In a new study published in PLOS Pathogens, research led by the Peter Doherty Institute for Infection and Immunity (Doherty Institute) details the newly identified bacterium, Mycobacterium spongiae, found in a marine sponge collected near Cooktown, Queensland.

Often referred to as ‘chemical factories’, marine sponges are a valuable source of bioactive compounds with potent anticancer, antibacterial, antiviral and anti-inflammatory properties. While studying a sponge specimen for its chemical-producing bacteria, researchers at the University of Queensland found a bacterium that puzzled them.

The sample was sent to the Doherty Institute, where the team conducted extensive analyses of the genes, proteins and lipids of M. spongiae. They discovered that it shares 80 per cent of its genetic material with M. tuberculosis, including some key genes associated with the bacteria’s ability to cause disease. However, the researchers found that, unlike M. tuberculosis, M. spongiae does not cause disease in mice, making it non-virulent.

The University of Melbourne’s Dr Sacha Pidot, a Laboratory Head at the Doherty Institute and co-lead author of the paper, said it was an exciting and important find.

We were astounded to discover that this bacterium is a very close relative of M. tuberculosis. This finding provides new insights into the evolution of M. tuberculosis, suggesting that these pathogens may have originated from marine mycobacteria.

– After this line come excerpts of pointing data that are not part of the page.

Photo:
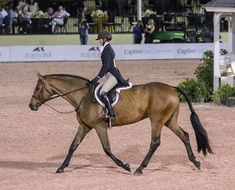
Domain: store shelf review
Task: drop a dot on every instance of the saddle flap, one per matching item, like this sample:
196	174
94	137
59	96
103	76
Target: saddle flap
113	94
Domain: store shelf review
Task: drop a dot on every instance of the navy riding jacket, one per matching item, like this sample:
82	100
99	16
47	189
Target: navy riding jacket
108	65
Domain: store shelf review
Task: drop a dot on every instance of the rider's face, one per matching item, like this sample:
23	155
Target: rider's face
100	41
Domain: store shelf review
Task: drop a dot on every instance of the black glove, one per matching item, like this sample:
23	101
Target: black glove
95	80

Dr Sacha J Pidot, lead author
Department of Microbiology and Immunology
Peter Doherty Institute for Infection and Immunity
University of Melbourne, Melbourne, Australia.


The University of Melbourne’s Professor Tim Stinear, a Laboratory Head at the Doherty Institute and co-lead author of the paper, said that that this new knowledge is an important building block for future research.

While there is more work to be done in this space, this discovery is a valuable piece in the puzzle of understanding how TB came to be such a serious disease. Our findings could help find weak links in M. tuberculosis to inform the development of new strategies such as vaccines to prevent and combat tuberculosis.

Professor Timothy P. Stinear, co-corresponding author
Department of Microbiology and Immunology
Peter Doherty Institute for Infection and Immunity
University of Melbourne, Melbourne, Australia.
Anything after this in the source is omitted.